The Wall Street Journal’s Neil Shah recently explored the risk of rising inflation “brewing” in Europe. Shah’s piece, “Europe’s Newest Risk: Inflation,” is a must read for serious gold investors.
Company News
Levon Resources Ltd.(TSX.V:LVN) announced today the latest assay results for an additional 11 holes in its Phase 2 drill program at the Cordero silver, gold, zinc, lead porphyry district located 35 kilometres northeast of Hidalgo Del Parral, Chihuahua, Mexico.
Highlights from the results include returns of 114 m grading 126 g/T silver, 0.485 g/T gold, 0.93 percent Zinc, 2.18 percent lead, including a newly discovered, higher grade limestone replacement (manto) type mineralization of 26 m grading 410.1 g/T silver, 1.057 g/T gold, 2.92 percent zinc, and 7.06 percent lead.

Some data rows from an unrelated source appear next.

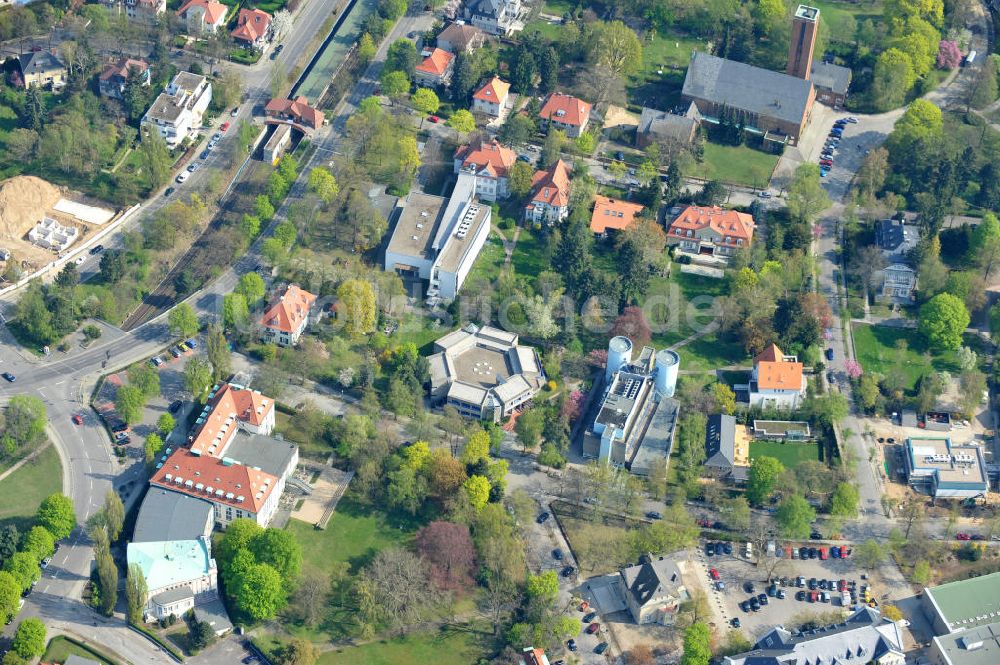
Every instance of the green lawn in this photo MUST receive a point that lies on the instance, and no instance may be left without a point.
(842, 17)
(60, 649)
(460, 645)
(736, 164)
(877, 351)
(355, 533)
(789, 454)
(23, 491)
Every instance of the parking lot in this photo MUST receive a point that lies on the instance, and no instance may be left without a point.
(735, 570)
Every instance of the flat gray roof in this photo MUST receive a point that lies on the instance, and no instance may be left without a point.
(748, 88)
(416, 225)
(264, 452)
(167, 515)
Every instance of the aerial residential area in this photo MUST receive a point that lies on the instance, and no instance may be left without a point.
(499, 332)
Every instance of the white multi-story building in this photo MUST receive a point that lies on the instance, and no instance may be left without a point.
(178, 111)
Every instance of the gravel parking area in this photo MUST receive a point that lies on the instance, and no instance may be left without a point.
(735, 571)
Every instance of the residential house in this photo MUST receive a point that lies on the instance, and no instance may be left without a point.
(863, 637)
(253, 29)
(495, 17)
(306, 118)
(653, 590)
(460, 37)
(777, 380)
(484, 373)
(710, 231)
(491, 98)
(831, 82)
(565, 112)
(438, 239)
(112, 80)
(772, 105)
(550, 195)
(898, 242)
(286, 318)
(44, 69)
(662, 126)
(490, 162)
(727, 448)
(435, 69)
(178, 111)
(613, 214)
(203, 16)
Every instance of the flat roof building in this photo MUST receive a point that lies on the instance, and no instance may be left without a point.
(941, 469)
(484, 372)
(437, 239)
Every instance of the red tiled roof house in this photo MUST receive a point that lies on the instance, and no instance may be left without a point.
(491, 98)
(711, 231)
(550, 195)
(253, 29)
(565, 112)
(491, 163)
(435, 69)
(286, 318)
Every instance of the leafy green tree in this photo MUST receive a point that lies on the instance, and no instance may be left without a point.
(795, 516)
(845, 501)
(182, 320)
(697, 646)
(763, 475)
(942, 321)
(57, 515)
(29, 638)
(462, 121)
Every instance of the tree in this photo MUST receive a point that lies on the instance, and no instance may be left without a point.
(394, 84)
(198, 377)
(10, 594)
(619, 49)
(114, 514)
(323, 184)
(462, 121)
(761, 479)
(795, 517)
(39, 542)
(219, 353)
(57, 515)
(29, 639)
(845, 501)
(447, 547)
(129, 402)
(806, 197)
(425, 100)
(519, 179)
(529, 428)
(477, 489)
(942, 321)
(357, 306)
(135, 593)
(24, 567)
(252, 288)
(182, 320)
(869, 554)
(697, 648)
(259, 594)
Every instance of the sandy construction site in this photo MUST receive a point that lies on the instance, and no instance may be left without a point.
(61, 220)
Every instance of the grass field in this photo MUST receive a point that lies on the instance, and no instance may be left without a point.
(459, 645)
(60, 649)
(877, 351)
(735, 164)
(789, 454)
(22, 491)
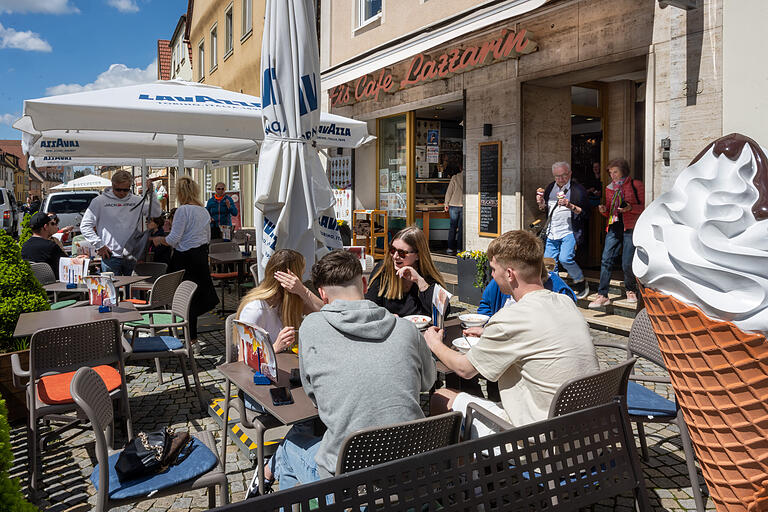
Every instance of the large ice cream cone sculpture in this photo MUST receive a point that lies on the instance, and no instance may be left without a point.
(702, 256)
(720, 377)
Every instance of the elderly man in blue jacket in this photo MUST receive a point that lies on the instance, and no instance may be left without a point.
(221, 207)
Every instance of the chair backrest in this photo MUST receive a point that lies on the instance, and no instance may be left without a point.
(559, 464)
(376, 445)
(255, 273)
(643, 341)
(229, 329)
(224, 247)
(182, 299)
(595, 389)
(91, 395)
(65, 349)
(163, 290)
(154, 269)
(43, 273)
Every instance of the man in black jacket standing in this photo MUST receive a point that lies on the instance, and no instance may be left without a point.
(566, 204)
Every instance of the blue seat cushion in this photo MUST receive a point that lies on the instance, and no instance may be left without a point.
(156, 344)
(196, 459)
(641, 401)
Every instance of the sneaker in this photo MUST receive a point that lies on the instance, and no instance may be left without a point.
(599, 302)
(581, 288)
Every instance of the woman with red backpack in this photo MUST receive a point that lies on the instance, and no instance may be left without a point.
(624, 202)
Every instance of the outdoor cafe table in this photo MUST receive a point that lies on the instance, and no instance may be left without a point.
(29, 323)
(241, 375)
(119, 282)
(220, 258)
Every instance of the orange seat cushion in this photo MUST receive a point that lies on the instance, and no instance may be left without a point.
(54, 389)
(224, 275)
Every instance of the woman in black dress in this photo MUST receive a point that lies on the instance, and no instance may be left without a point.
(404, 281)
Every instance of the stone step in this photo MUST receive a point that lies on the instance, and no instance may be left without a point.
(604, 321)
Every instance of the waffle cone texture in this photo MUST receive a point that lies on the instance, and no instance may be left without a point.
(720, 377)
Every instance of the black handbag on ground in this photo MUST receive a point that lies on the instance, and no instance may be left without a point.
(150, 452)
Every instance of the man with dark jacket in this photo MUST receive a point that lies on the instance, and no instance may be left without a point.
(567, 207)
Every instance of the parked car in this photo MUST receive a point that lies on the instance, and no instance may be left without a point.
(9, 209)
(69, 206)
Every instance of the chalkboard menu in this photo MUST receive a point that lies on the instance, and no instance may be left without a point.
(490, 188)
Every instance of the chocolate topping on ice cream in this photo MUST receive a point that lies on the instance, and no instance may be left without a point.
(731, 146)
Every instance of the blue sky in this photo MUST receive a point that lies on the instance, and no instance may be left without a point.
(59, 46)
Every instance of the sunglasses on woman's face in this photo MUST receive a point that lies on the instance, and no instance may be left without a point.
(399, 252)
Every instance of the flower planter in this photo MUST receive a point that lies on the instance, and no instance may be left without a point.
(467, 268)
(15, 399)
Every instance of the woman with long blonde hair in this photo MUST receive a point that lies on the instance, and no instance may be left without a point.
(189, 236)
(280, 301)
(404, 281)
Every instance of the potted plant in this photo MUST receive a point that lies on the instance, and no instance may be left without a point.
(474, 275)
(20, 293)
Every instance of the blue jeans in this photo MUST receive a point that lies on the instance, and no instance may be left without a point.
(614, 240)
(294, 460)
(564, 251)
(455, 231)
(120, 266)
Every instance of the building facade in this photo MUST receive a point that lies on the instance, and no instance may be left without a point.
(503, 89)
(225, 39)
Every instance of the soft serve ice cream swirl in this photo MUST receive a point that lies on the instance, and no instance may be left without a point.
(705, 242)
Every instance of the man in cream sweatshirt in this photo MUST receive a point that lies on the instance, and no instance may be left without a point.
(110, 221)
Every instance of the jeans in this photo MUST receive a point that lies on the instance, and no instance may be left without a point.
(564, 251)
(120, 266)
(294, 460)
(614, 240)
(456, 214)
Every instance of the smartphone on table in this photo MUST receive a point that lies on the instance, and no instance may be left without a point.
(281, 396)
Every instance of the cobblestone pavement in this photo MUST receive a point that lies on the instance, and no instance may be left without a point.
(68, 461)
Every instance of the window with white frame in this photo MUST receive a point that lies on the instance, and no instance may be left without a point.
(367, 10)
(247, 17)
(228, 28)
(214, 47)
(201, 60)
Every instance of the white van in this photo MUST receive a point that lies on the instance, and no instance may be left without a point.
(69, 206)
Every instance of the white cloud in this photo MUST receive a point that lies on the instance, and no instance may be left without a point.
(41, 6)
(123, 5)
(27, 40)
(8, 118)
(116, 76)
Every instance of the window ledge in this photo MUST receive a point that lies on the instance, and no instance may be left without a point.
(376, 19)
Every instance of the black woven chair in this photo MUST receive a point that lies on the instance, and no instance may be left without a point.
(559, 464)
(91, 397)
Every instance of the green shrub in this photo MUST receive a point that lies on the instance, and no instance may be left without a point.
(19, 291)
(26, 231)
(11, 498)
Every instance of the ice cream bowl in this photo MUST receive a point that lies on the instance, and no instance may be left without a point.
(421, 321)
(474, 319)
(464, 343)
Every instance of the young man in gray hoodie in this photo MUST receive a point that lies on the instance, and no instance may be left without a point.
(361, 365)
(111, 219)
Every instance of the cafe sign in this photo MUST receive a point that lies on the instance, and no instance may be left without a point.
(424, 68)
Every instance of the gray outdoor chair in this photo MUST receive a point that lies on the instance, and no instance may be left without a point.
(90, 395)
(54, 356)
(377, 445)
(647, 406)
(158, 347)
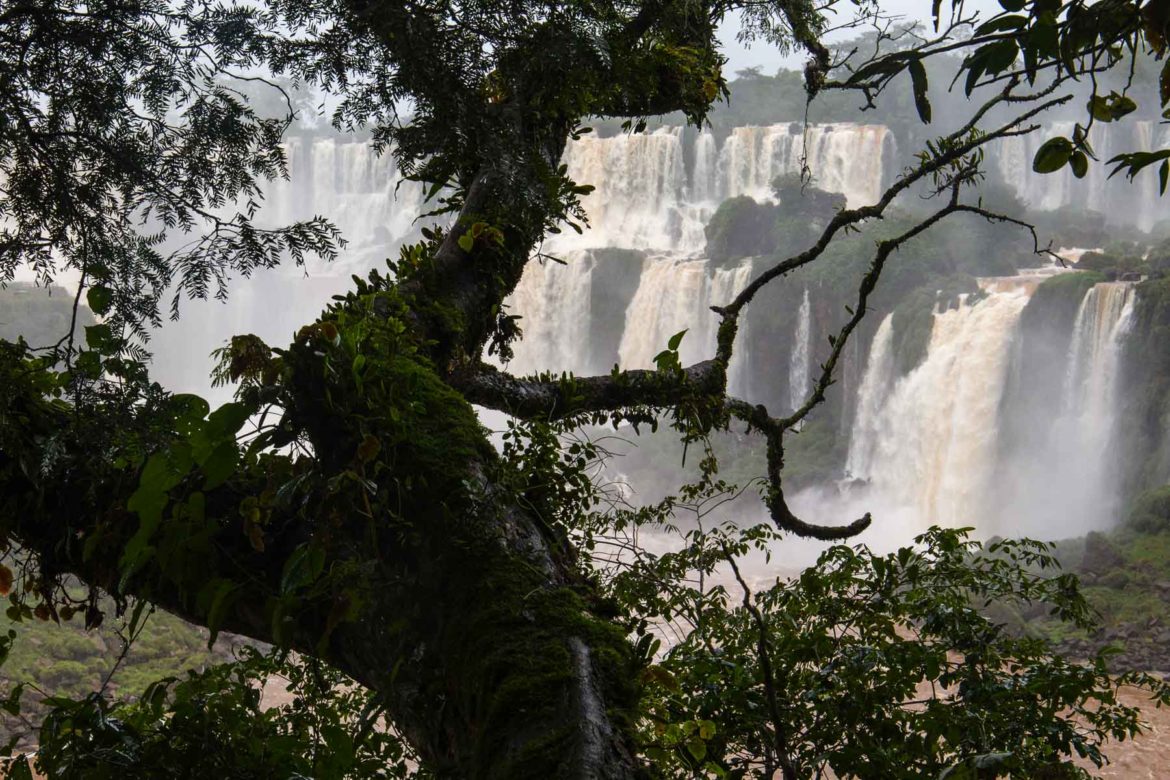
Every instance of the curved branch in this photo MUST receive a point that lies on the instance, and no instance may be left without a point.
(552, 399)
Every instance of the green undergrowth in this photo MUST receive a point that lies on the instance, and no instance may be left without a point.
(49, 658)
(1126, 578)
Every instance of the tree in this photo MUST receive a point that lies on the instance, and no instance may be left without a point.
(348, 504)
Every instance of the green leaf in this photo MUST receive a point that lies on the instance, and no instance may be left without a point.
(919, 81)
(227, 420)
(98, 337)
(100, 299)
(1052, 156)
(220, 464)
(89, 365)
(1164, 82)
(1099, 108)
(222, 593)
(302, 567)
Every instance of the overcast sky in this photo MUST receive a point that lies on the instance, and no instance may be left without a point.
(769, 60)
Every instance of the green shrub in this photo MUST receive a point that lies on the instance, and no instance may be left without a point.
(1150, 512)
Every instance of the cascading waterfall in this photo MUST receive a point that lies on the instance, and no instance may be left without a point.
(675, 295)
(844, 158)
(1062, 481)
(875, 385)
(555, 302)
(1135, 202)
(798, 360)
(928, 440)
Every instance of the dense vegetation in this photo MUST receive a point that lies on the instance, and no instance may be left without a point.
(349, 506)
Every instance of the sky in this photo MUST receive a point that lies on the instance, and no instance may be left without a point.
(769, 60)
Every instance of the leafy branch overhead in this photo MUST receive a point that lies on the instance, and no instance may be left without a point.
(349, 506)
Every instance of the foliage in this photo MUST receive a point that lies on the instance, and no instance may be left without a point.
(41, 317)
(349, 505)
(740, 228)
(871, 665)
(148, 138)
(213, 723)
(1150, 511)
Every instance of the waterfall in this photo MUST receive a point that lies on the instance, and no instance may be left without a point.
(1061, 478)
(360, 192)
(845, 158)
(929, 442)
(872, 394)
(702, 180)
(798, 359)
(640, 192)
(1136, 202)
(553, 301)
(675, 294)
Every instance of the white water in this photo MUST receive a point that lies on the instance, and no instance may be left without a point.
(1135, 202)
(1065, 482)
(876, 381)
(799, 357)
(675, 295)
(928, 441)
(844, 158)
(555, 302)
(924, 443)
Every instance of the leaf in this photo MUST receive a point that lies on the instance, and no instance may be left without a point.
(1080, 164)
(98, 337)
(220, 464)
(302, 567)
(369, 448)
(1099, 108)
(222, 596)
(227, 420)
(919, 81)
(100, 299)
(89, 364)
(1052, 156)
(1122, 105)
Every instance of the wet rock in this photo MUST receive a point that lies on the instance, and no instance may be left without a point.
(1100, 556)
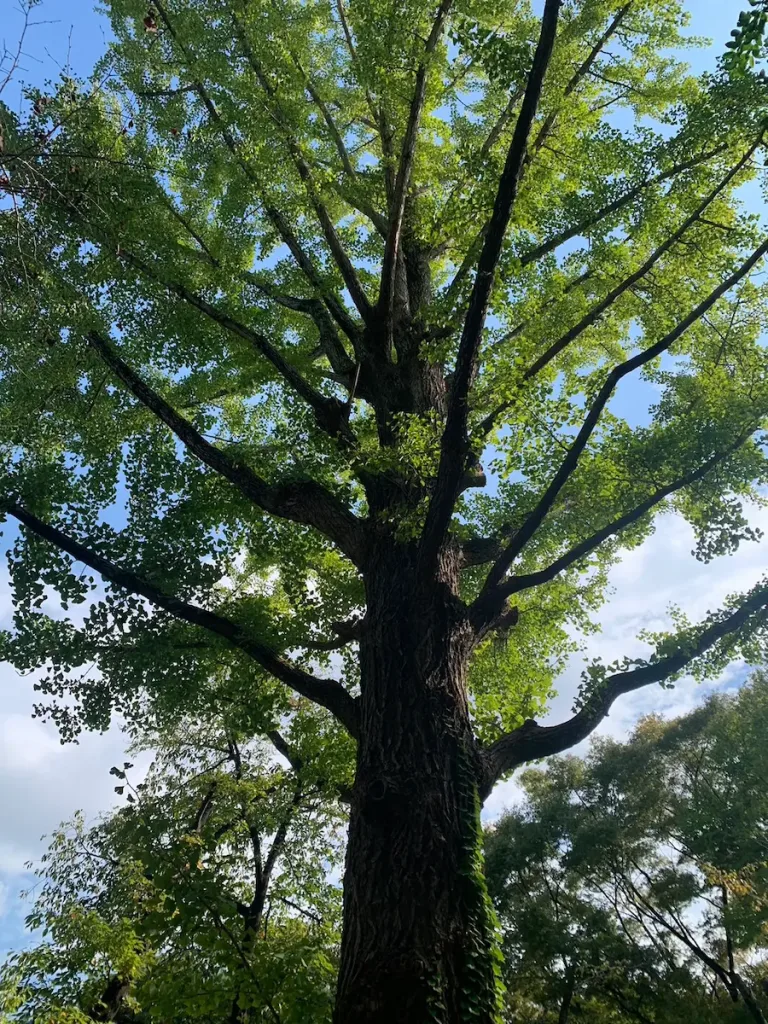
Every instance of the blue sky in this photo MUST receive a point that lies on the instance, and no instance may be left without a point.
(42, 782)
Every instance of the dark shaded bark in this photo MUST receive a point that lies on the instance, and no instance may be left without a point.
(418, 929)
(567, 996)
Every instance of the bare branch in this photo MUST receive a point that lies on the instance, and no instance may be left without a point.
(326, 692)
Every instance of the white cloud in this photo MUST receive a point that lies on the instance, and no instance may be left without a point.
(659, 573)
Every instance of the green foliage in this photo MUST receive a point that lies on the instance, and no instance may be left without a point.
(240, 379)
(626, 875)
(167, 908)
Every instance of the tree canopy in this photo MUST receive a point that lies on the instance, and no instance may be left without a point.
(632, 883)
(316, 323)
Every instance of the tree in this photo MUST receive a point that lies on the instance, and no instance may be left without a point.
(636, 877)
(334, 301)
(203, 899)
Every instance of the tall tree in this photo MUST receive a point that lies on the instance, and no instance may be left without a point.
(636, 878)
(278, 285)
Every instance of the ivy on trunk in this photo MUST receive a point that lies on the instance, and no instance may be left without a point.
(316, 325)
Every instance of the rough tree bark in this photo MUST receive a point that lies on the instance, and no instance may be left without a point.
(418, 925)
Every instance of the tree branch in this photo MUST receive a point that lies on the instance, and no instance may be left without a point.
(303, 260)
(593, 219)
(338, 252)
(531, 741)
(615, 293)
(402, 179)
(330, 414)
(307, 502)
(326, 692)
(454, 442)
(571, 459)
(520, 583)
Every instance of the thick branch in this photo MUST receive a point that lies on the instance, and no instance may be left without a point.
(408, 154)
(454, 442)
(615, 293)
(570, 462)
(334, 242)
(329, 413)
(326, 692)
(520, 583)
(593, 219)
(531, 741)
(307, 502)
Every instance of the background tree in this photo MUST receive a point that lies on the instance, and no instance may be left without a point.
(276, 286)
(636, 878)
(204, 899)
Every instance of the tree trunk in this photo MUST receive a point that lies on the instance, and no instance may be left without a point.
(419, 939)
(567, 996)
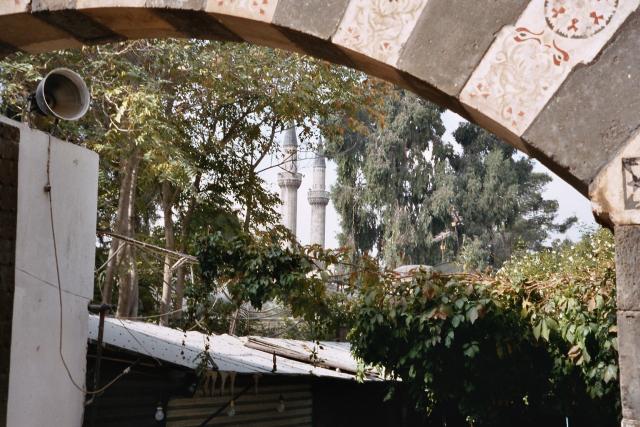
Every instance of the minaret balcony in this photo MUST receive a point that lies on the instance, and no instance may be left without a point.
(318, 197)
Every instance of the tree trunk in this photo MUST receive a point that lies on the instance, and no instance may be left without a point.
(127, 273)
(184, 233)
(120, 227)
(167, 207)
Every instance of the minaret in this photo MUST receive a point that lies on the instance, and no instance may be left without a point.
(289, 180)
(318, 199)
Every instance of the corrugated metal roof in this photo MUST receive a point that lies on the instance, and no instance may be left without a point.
(229, 353)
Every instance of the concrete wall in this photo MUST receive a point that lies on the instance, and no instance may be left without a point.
(40, 391)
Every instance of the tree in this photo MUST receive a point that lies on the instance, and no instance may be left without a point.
(529, 345)
(181, 128)
(499, 199)
(405, 194)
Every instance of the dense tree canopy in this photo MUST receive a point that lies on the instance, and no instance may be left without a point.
(528, 346)
(181, 128)
(412, 198)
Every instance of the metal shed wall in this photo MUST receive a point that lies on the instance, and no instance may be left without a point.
(251, 409)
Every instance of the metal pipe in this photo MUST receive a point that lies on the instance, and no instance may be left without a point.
(102, 309)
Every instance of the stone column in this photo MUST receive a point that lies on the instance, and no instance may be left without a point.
(9, 150)
(628, 295)
(289, 181)
(318, 199)
(615, 197)
(39, 390)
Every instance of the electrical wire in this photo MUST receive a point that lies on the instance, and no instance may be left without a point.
(49, 191)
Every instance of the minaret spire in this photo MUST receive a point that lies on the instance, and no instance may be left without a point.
(289, 180)
(318, 198)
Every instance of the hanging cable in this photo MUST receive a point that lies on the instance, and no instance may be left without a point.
(48, 190)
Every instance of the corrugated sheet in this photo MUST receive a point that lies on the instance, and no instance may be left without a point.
(228, 353)
(251, 409)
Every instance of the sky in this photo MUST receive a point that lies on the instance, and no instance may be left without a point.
(571, 202)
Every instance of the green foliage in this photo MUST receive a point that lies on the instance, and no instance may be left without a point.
(201, 116)
(412, 198)
(536, 340)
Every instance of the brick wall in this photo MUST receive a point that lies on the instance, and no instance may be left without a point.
(9, 140)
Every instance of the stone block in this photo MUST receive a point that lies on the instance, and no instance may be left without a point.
(79, 25)
(628, 267)
(443, 54)
(378, 28)
(629, 362)
(319, 19)
(595, 111)
(197, 24)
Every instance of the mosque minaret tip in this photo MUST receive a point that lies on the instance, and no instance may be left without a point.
(289, 180)
(318, 199)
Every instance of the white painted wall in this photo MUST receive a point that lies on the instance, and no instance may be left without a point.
(40, 391)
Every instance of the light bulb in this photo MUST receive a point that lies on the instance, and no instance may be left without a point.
(159, 413)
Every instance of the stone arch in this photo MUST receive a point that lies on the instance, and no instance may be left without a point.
(557, 80)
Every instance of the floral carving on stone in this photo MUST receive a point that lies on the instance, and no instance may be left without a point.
(13, 6)
(579, 19)
(528, 62)
(260, 10)
(379, 28)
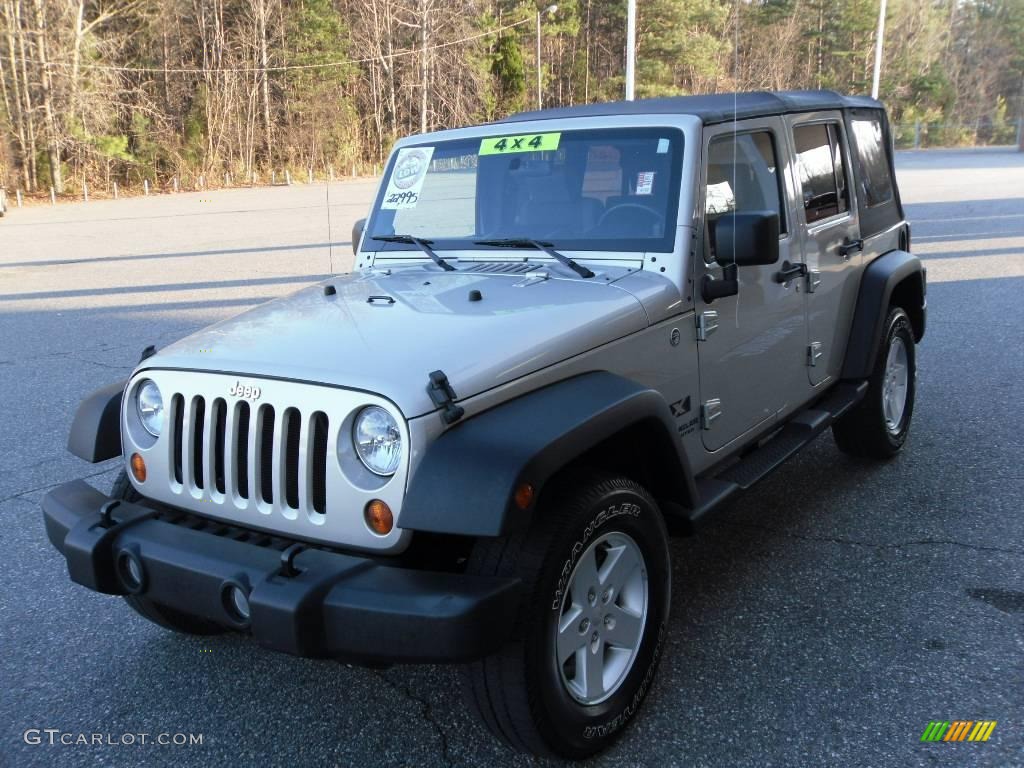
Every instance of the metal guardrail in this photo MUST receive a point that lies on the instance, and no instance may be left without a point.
(921, 133)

Further work on the property continues this week with Aeroquest preparing to fly a combined airborne magnetic, EM, and radiometric survey to cover the entire Cordero Porphyry Belt.
“With our continuing drill success, we intend to accelerate the programs as long as the drill results warrant, in order torealize the full discovery potential of the Cordero Porphyry Belt we are defining. In large bulk tonnage systems like Penasquito, which we believe is directly analogous, the mineralized geology should meet or exceed expectations and the test of the drill,” said Levon Resources President and CEO, Ron Tremblay.
“Our immediate goal is to find additional outlying mineralization similar to the Pozo de Plata Diatreme discovery in diatreme complexes we have identified in Dos Mil Diez and the Molena de Viento Caldera Diatreme Complex that require offset grid drilling. We now know Cordero is a strong mineralized system and we need to see how far it goes, particularly to the southwest,” added Levon’s VP of Exploration, Vic Chevillon.
In addition to the Cordero project, Levon also holds the Las Mesas gold-silver-lead-zinc project in Durango, Mexico; the Norma Sass and Ruf claims located near Barrick Gold’s Pipeline gold deposit in Nevada; as well as key land positions at Congress, BRX, and Wayside in the productive Bralorne Gold camp of British Columbia, Canada.